LNGの受入・貯蔵・払出・気化設備に関する最適設計技術と安全施工技術
近年LNG需要の拡大に伴う年間受入量の増大において、カタール産等の従来より軽いLNGをタンクに受け入れる運用が検討されている。軽質と重質のLNGを同じタンクで受け入れる異種LNG混合受入を可能にするために「ロールオーバ」「BOG発生量」等のシミュレーション技術を確立しています。
タンクに残留されているLNGより重いLNGが受け入れられる時、重いLNGが下層に、軽いLNGが上層に溜まり、二層を形成することがある。この二層の境界面は非常に安定で、この界面を通しての上下層間の熱及び物質伝達量は非常に小さく、上下層で別々の対流を起こす。この状態が長く続くと上層液はLNG中の軽質成分が液面から蒸発することにより重くなり、下層液は入熱による温度上昇により軽くなって、上下層の密度差が小さくなる。そしてある時点で急激な上下層の混合が生じ下層に蓄えられていた熱エネルギーが液表面からBOG量の急激な増大となって現れる。(下図参照)

1.に示したとおりタンク内LNGを層状化させた状態で放置することがロールオーバ発生の原因となる。 従って、ロールオーバを防止するためには、
受入終了時点でタンク内LNGが完全混合であること。
が必要である。 このためには、タンク内LNGを混合(攪拌)しながら受入を実施する必要がある。

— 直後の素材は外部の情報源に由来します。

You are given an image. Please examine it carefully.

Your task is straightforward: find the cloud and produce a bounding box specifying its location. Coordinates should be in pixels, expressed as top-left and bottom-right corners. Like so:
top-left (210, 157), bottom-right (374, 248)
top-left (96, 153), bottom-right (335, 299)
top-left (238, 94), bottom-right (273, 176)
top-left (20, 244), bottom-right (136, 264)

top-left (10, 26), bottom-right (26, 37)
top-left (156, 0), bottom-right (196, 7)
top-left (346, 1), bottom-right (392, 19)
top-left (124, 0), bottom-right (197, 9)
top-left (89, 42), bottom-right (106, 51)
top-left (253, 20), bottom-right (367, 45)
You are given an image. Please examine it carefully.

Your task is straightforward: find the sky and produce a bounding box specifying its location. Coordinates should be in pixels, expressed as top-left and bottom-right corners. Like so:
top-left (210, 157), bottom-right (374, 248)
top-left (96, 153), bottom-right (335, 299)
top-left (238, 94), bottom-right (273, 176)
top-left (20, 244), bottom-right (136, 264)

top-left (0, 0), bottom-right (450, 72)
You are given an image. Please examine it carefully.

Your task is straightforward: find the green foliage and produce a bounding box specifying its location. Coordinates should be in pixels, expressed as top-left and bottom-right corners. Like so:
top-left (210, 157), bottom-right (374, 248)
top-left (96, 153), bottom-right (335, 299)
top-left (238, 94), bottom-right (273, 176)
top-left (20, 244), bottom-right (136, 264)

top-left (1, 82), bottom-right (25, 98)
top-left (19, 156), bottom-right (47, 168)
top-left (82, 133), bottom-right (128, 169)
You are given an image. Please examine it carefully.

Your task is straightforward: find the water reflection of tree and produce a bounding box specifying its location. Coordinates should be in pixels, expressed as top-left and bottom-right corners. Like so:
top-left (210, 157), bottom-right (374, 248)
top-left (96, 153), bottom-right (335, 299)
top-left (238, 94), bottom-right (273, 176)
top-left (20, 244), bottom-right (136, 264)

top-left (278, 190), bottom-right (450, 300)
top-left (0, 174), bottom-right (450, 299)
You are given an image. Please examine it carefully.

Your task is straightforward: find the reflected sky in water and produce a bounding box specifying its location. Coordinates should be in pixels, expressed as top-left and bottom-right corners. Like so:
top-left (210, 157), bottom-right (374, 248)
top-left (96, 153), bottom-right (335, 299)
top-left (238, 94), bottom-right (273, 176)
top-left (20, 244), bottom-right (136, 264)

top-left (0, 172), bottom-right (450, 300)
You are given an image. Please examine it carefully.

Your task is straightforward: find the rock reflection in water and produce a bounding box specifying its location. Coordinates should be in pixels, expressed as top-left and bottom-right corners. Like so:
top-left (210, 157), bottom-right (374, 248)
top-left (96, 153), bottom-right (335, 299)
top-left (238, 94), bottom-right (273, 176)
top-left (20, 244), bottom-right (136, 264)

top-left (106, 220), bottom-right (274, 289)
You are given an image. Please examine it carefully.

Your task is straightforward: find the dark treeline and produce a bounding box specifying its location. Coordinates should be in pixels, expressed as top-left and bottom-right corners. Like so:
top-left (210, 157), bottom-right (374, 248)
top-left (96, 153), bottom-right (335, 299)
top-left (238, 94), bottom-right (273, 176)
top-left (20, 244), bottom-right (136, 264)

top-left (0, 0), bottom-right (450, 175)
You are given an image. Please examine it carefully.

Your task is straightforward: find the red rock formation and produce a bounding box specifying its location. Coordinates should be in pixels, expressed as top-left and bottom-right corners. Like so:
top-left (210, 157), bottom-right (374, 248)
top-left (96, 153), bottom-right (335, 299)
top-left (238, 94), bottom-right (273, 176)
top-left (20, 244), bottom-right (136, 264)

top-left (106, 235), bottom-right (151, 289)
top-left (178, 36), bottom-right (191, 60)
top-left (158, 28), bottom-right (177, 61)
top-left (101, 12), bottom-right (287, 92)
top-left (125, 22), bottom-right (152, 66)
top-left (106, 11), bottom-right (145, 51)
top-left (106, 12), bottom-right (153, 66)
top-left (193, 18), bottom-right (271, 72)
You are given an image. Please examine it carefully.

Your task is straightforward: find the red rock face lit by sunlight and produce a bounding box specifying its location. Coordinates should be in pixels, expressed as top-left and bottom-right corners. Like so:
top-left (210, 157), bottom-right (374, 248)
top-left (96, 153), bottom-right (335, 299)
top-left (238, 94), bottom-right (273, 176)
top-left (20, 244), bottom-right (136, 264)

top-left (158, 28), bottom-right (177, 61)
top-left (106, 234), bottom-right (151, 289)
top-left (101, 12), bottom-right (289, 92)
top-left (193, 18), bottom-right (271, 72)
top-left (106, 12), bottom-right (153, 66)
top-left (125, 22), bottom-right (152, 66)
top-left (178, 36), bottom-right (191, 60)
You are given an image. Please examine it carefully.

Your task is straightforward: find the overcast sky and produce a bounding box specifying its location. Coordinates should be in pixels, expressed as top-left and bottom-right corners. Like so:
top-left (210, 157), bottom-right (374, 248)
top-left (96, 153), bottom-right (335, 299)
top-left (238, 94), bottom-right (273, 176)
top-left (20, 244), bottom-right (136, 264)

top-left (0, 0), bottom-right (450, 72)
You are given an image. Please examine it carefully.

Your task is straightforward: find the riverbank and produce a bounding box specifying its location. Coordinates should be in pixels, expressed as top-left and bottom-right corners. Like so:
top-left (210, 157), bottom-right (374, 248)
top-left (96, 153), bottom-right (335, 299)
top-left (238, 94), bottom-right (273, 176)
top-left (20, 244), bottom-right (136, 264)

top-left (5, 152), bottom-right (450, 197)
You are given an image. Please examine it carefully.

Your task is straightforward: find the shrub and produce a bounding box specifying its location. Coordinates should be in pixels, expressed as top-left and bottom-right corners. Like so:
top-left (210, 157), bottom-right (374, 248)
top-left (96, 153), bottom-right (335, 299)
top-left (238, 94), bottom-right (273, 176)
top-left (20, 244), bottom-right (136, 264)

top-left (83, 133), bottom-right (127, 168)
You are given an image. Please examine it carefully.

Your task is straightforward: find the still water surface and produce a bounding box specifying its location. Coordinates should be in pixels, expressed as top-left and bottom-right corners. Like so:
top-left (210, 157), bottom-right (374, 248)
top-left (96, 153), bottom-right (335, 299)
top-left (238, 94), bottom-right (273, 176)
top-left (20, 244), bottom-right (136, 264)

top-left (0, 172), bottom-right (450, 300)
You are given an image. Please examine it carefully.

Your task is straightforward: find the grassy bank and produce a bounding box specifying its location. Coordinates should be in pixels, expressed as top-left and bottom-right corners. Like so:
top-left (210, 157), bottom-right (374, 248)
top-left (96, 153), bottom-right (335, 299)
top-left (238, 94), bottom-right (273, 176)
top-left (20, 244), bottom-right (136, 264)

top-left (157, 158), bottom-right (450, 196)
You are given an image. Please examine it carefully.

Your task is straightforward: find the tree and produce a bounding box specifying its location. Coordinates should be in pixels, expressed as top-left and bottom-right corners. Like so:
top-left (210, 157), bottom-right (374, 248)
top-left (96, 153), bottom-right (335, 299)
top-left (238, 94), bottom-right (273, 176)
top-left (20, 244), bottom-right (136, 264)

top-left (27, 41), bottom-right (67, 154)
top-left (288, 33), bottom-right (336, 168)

受入時にタンク内LNGを混合する方法として下図の3方式の研究を行った。研究内容は、以下の通りである。
1) 塩水による模擬試験
2) 各種理論及び模擬試験結果によるシミュレーションプログラムの開発
現在では、シミュレーションにより密度分布を正確に解析可能である。



特に、ボトムフィード受入混合方式については、
①タンク形状、②受入流量、③ミキシング運転
に対し、本シミュレーションにより適切な受け入れ管理用グラフを作成して、実際に運用されている。
タンク内LNGを混合しながら受入を実施するため、BOG発生量が大きくなる。このため、BOG発生量を正確に推定しないと基地全体としての安全性を損なう可能性が生じる。 そこで、コンプレッサによるタンク内圧制御をも組み込んだBOG発生量推定プログラムを作成し、BOG発生量及びタンク内圧の推定を行っている(下図参照)。